The deck beneath Hartmann’s feet had trembled, the diesels hammering their battle song as the U-boat plunged forwards at attack speed, its bow rising in fine clouds of spray that swept across the foredeck and into the faces of the men atop the tower. Urgent, incessant, beating the length of the boat, from the crew quarters aft to the forward torpedo room, and every man’s heart beat with the engines, faster and faster and faster, an end to the poor hunting, an end to idle days of African sunshine. And the excitement had been plain in the faces of the watch and of the men squinting at the horizon from the rail of the gun platform, older than their years, weathered and lined by the sea and the tropical sun, their beards flecked white with salt. It was Hartmann’s first patrol as their commander but they knew of his record, that he had served with one of the great U-boat heroes — with Kapitän Mohr.

He had followed the wisp of grey smoke through the bridge’s firing binoculars until his eyes began to water and late in the afternoon he sent a signal to U-boat Headquarters:

TARGET LOCATED GRID SQUARE FF 71. IN PURSUIT. NO ESCORT. COURSE SOUTH WEST. FOURTEEN KNOTS.

And headquarters had replied:

AT THEM. ATTACK THEM. SINK THEM.

He had smiled quietly to himself because he knew it must have been written by the Admiral. It was pure Dönitz.

‘Tubes one and three ready?’

‘Tubes one and three ready, Herr Kaleu.’

‘She’s turned. Steering 200 degrees, approximately twelve knots.’

Yes, she was a big ship, close to 20,000 tons, roughly camouflaged in grey, deck guns fore and aft and a watch searching the dark surface of the sea for an enemy bow wave.

‘Take her hull down.’

The order was repeated to the control room below and as the waist tanks of the submarine flooded the sea swept up the foredeck until only the tower was breaking the waves.

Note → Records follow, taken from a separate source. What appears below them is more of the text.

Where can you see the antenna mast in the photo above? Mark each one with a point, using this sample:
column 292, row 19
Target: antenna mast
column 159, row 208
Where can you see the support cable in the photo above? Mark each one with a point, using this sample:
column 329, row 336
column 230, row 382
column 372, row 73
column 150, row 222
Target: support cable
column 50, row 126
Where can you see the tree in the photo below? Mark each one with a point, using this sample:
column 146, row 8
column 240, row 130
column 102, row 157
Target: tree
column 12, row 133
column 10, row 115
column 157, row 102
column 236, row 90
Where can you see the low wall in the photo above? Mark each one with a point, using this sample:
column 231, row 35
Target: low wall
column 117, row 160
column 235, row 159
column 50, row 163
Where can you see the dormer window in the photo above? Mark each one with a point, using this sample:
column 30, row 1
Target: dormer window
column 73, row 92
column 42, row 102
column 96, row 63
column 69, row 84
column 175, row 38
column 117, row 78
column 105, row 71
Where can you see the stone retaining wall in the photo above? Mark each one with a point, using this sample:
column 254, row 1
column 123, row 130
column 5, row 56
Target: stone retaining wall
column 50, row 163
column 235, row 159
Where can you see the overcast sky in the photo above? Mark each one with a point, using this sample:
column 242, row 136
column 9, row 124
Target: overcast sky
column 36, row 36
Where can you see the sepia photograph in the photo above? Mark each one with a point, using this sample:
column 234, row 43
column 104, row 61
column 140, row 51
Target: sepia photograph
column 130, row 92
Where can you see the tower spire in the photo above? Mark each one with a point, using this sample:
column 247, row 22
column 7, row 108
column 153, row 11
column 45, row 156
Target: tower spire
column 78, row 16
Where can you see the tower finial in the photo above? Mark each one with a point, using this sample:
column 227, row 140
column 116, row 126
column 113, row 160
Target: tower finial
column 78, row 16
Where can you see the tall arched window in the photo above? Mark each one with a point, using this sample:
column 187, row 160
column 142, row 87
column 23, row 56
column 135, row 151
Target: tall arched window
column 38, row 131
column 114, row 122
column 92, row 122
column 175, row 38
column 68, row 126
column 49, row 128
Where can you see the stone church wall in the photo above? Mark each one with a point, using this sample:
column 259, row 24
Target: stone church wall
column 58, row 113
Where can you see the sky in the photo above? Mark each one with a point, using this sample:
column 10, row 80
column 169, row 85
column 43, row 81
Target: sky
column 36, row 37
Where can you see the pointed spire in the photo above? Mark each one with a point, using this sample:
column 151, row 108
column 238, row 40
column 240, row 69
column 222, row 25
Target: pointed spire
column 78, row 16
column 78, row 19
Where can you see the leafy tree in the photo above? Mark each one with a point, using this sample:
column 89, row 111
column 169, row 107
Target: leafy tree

They would catch the ship just before she turned again, broadside on, in — he glanced at his watch — perhaps six minutes.

‘Half engines.’

He could sense the intense excitement of the men about him, as they turned stiffly through the points of the compass, their glasses hunting the darkness for escort ships. He bent to the voice tube:

‘Stand by tubes one and three.’

In the ‘cave’ for’ard, the torpedo men would be clutching their stopwatches, ready to count out the seconds from release to impact. Anything between a thousand and three hundred metres would do. She was edging into the spider lines of Hartmann’s firing sight now, rising and falling gracefully in the swell, her bow cutting a crisp white wave. And as he followed her stately progress the heavy night cloud parted, catching her in silhouette against a bright sickle moon.